L’instance aura pour mission de valider l’utilisation du protocole basé sur l’anonymat dans l’application StopCovid. Il apparaît indispensable d’établir un protocole garantissant l’anonymat des personnes, qui plus est au regard du débat actuel concernant la menace que représente l’utilisation massive du traçage numérique pour les libertés individuelles.

Sur ce point-là, le P.-D.G. de l’INRIA, Bruno Sportisse, tente de rassurer : « Pour être encore plus clair : sa conception (Robert, ndlr. ) permet que PERSONNE, pas même l’État, n’ait accès à la liste des personnes diagnostiquées positives ou à la liste des interactions sociales entre les personnes. [ … ] Une telle application n’est pas une application de délation. Dans le cas où je suis notifié, je ne sais pas qui est à l’origine de la notification.

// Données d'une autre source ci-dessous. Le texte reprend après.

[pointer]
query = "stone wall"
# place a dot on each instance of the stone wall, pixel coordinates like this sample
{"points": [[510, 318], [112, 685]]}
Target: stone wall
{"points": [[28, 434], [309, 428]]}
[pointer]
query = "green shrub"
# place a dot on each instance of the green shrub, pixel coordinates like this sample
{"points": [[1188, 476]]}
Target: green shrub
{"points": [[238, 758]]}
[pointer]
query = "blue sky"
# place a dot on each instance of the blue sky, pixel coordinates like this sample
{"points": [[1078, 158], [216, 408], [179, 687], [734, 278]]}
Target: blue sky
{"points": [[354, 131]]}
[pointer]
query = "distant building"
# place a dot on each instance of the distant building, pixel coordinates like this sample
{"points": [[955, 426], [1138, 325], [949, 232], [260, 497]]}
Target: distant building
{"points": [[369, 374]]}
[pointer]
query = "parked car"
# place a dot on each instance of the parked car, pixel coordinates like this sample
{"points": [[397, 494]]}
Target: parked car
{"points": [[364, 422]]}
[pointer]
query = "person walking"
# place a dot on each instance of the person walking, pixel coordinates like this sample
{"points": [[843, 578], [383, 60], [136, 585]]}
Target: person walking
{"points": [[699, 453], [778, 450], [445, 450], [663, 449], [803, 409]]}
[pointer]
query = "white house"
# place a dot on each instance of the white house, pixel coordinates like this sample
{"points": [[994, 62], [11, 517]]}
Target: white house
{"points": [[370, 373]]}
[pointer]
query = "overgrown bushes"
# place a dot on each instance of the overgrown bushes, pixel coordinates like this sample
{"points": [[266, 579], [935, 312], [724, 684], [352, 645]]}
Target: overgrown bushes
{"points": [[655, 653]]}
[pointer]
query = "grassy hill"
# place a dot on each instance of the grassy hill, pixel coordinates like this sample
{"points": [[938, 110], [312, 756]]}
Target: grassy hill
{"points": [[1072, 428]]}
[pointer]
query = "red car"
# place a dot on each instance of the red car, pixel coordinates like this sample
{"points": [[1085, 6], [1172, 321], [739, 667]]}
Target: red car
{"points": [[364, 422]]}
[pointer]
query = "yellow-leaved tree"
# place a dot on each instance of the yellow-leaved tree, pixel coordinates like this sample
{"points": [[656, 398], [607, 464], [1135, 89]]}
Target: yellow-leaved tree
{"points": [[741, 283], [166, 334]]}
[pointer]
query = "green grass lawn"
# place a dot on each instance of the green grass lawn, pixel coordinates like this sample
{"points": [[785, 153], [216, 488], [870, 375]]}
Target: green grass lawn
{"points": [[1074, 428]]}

Lorsque c’est moi qui me déclare positif, je ne sais pas qui est notifié ».

Cette approche, basée sur le consentement des utilisateurs de l’application testés positifs, permettra de « communiquer l’historique de crypto-identifiants rencontrés sur un serveur d’une autorité de santé sans divulguer ses propres crypto-identifiants ». Ainsi, les autres utilisateurs (non testés) pourraient facilement vérifier si leurs propres identifiants figurent parmi ceux jugés « à risque ».

Toutes ces données seraient anonymisées et sous le contrôle des autorités de santé, de sorte à ce que les critères de risque puissent être réévalués, et ce afin de limiter le risque de faux positifs.